La cara pública de Camps


El juicio al ex presidente de la Generalitat, Francisco Camps, y, sobre todo, la sentencia absolutoria que ha conllevado, nos ha permitido observar su cara más humana y, a la vez, más pública. Parece una incongruencia que después de ocho años de mandato, con todo lo que ello implica y luce, sea ahora, cuando ya es un diputado de a pie, cuando lo estemos conociendo en toda su dimensión.
Hemos contemplado cómo se enervaba, cómo se declaraba lector de biografías de santos, cómo movía sus brazos más de lo habitual y cómo estrechaba más que nunca la relación con el que fue su número dos, Ricardo Costa. Por lo menos físicamente, ya que han estado un mes sentados silla con silla.
Los dos han sido ´no culpables´. Foto actualidadnoticias.com

Pero, ante todo, lo hemos escuchado. Hemos asistido, estupefactos, a su capacidad para hacer declaraciones. Camps, que ha sido el inspirador del lema ´Sin preguntas no hay cobertura´, ahora se prodiga en los medios de comunicación respondiendo, con total naturalidad, a la pregunta que se tercie. Como debería de haber hecho siempre, por otra parte, en su condición de persona que ocupa un cargo público.
Conocemos, por sus palabras, y por los gestos de apoyo de sus allegados, el sufrimiento que para él ha comportado todo el proceso. También el orgullo que le ha reportado ejercer de presidente de la Generalitat. Sabemos más de él en el último mes que lo que conocíamos en su etapa como concejal, delegado del Gobierno o incluso presidente de la Generalitat.
Hemos ratificado cómo se crece ante las adversidades y cómo, a su modo de ver, la prueba que ha superado ha resultado casi sobrehumana. Supongo que los 641.300 valencianos sin empleo que arroja la última Encuesta de Población Activa (EPA) opinan eso mismo de ellos.

Responsabilidad del paro

Por el fulgor que emana su rostro y por su alegría desbordante parece que el propio Camps no sea consciente de que buena parte de la responsabilidad de esa altísima tasa de paro, que sitúa a la Comunidad Valenciana entra las diez regiones europeas que más sufren este drama, le corresponde a él.
Ha ejercido de presidente para la bueno –el impulso turístico de Valencia- y para lo malo –el hundimiento económico-. No trato de amargarle la alegría.
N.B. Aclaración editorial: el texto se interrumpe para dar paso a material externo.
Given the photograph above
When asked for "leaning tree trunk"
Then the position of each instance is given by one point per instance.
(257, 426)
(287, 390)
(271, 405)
No obstante, sí que me gustaría que bajara de la nebulosa de optimismo en la que vive para aportar soluciones a una crisis y a la desesperación que viven miles de conciudadanos como resultado de su gestión.
Por tanto, felicidades por la ajustada absolución pero que pise suelo y que se dé cuenta de que, aparte de su mundo y de su realidad, existen millones paralelas no tan felices. En gran medida por haber perdido su trabajo durante el mandato del propio Camps.